New ventures boost growth
Recycling has become a significant area of diversification for demolition companies.
“Clients don’t want recycling on their sites, so a lot of our members have set up their own waste processing plants,” Mr Button says. “Connolly, Coleman and 777 have diversified this way.”
He adds that clients increasingly want “a total clean-up, land assembly package - with the whole site ready to go”, which has encouraged some companies to move into remediation.
Looking ahead, Mr Button sees a growth in refurbishment. “We will see more soft strip, as clients want to revamp a building more quickly, particularly in offices and retail,” he says.
“That has big implications for the way our industry works; it means smaller machines and higher-skilled labour, as it is trickier to carry out demolition work in a live building.”
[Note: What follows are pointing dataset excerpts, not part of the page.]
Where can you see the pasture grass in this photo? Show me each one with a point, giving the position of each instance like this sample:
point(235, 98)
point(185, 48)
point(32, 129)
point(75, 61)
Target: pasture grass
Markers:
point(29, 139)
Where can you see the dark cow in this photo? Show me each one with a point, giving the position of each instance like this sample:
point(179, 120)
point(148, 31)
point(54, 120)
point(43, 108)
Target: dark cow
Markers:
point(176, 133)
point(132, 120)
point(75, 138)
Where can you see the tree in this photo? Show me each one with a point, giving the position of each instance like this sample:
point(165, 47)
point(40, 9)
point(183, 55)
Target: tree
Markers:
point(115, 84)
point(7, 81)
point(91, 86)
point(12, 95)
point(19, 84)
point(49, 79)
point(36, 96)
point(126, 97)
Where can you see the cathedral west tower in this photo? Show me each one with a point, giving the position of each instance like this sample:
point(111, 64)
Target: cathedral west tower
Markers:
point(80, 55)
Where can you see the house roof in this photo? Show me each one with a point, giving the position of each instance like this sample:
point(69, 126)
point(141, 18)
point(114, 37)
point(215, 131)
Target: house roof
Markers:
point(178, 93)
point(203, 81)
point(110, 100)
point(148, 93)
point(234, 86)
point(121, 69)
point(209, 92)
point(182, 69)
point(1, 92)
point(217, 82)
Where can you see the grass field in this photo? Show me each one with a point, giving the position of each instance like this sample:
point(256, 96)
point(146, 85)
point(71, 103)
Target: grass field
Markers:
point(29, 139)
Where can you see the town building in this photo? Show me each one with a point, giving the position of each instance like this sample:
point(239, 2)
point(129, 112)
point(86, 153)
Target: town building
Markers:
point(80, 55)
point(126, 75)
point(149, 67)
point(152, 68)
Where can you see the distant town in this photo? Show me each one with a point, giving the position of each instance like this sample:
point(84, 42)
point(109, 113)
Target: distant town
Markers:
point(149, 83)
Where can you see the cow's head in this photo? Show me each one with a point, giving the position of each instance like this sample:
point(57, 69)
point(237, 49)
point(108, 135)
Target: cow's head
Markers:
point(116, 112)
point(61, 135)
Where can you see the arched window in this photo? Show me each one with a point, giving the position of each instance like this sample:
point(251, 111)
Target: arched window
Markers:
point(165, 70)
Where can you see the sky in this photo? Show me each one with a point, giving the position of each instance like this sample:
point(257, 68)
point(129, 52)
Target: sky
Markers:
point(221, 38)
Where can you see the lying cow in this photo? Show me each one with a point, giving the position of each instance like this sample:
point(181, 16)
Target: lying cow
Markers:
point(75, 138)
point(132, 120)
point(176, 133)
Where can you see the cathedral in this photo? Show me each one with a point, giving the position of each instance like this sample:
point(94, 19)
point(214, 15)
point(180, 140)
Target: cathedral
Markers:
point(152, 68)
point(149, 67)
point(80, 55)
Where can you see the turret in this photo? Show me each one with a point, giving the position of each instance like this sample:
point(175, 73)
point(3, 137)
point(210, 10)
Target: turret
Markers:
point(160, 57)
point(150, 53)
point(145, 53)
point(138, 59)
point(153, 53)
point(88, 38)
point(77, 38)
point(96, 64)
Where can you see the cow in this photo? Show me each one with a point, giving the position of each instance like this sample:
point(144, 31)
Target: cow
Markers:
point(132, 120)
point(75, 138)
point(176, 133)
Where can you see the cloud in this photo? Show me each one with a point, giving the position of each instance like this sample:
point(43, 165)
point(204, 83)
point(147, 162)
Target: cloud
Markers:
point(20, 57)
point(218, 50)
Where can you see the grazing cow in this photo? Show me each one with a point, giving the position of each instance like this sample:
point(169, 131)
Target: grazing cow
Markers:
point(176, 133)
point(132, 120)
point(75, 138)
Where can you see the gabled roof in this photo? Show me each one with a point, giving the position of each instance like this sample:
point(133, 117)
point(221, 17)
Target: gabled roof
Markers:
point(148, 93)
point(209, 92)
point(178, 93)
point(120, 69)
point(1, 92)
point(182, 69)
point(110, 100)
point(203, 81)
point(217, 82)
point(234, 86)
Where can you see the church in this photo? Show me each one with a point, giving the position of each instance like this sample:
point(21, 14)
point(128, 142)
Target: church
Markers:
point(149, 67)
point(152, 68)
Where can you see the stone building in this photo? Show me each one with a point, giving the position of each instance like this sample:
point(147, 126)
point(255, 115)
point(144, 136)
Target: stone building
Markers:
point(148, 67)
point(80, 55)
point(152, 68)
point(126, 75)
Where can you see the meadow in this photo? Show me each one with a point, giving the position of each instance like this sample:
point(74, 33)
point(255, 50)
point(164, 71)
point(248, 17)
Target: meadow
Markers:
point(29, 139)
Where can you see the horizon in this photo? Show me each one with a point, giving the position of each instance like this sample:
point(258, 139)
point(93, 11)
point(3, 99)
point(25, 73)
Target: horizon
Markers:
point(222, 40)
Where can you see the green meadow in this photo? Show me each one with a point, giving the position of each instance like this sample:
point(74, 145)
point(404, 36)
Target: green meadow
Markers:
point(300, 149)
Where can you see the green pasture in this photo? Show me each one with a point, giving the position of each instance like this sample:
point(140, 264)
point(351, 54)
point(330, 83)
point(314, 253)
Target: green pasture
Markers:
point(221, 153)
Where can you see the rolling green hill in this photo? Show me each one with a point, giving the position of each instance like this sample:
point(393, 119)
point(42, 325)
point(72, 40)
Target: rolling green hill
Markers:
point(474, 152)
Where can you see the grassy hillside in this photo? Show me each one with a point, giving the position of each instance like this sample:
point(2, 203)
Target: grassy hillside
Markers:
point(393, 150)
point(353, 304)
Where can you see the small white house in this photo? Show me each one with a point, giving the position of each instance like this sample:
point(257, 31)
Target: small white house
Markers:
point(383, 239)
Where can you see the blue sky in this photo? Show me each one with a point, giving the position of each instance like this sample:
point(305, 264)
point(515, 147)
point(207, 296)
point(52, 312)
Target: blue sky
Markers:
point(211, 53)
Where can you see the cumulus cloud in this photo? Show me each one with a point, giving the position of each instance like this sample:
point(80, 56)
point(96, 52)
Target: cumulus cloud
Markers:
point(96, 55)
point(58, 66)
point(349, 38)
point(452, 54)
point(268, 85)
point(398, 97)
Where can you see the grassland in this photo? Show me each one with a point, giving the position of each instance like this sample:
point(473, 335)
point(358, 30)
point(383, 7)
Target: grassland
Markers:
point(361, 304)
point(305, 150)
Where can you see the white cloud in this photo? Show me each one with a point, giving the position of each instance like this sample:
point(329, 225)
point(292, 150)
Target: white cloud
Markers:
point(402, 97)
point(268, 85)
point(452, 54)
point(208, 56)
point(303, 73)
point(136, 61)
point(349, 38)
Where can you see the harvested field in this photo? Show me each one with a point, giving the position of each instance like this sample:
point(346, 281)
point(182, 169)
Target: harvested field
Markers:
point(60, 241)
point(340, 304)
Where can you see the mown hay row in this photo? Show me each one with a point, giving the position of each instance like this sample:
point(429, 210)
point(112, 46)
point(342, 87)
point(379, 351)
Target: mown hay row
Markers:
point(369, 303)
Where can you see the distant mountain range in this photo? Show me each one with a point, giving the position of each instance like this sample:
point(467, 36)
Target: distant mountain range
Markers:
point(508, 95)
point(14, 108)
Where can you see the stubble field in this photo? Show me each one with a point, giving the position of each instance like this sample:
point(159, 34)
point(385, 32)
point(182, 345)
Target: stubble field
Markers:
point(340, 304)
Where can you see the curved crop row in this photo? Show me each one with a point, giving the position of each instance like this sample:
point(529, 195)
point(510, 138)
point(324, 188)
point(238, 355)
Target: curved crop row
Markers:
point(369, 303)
“Back then, 5-6 per cent was the norm; now it is more like 2 per cent”
Nick Brown, Brown and Mason
Staffing more generally is a concern, as workloads rise. “It is our single biggest problem,” Mr Brown says.
“It is hard to get interested, reliable people. We have recently employed a couple of safety managers who are ex-armed services. They have a very regimented approach, which suits the sector’s mentality.”
Keltbray has tried to improve staff retention with a more holistic approach to workers’ well-being.
“We have an in-house business called KML that monitors our own employees and even does work beyond Keltbray,” Mr Price says. “It is important to look at issues like health and fatigue, as well as safety on site.”
Still short of pre-recession
The demolition sector is recovering, but conditions are still a far cry from pre-recession. “Lead-ins are tight; there is no speculative demolition now,” Mr Button says. “Firms will get a call on Friday saying: ‘Can you start on Monday?’.”
Mr Brown says margins are nowhere near pre-2008 levels. “Back then, 5-6 per cent was the norm; now it is more like 2 per cent,” he says. He expects Brown and Mason to maintain turnover and profit at current levels.
Mr Price agrees the market is “challenging”, but believes 8 per cent growth is achievable for Keltbray next year. “We’ve just got to keep challenging ourselves,” he says.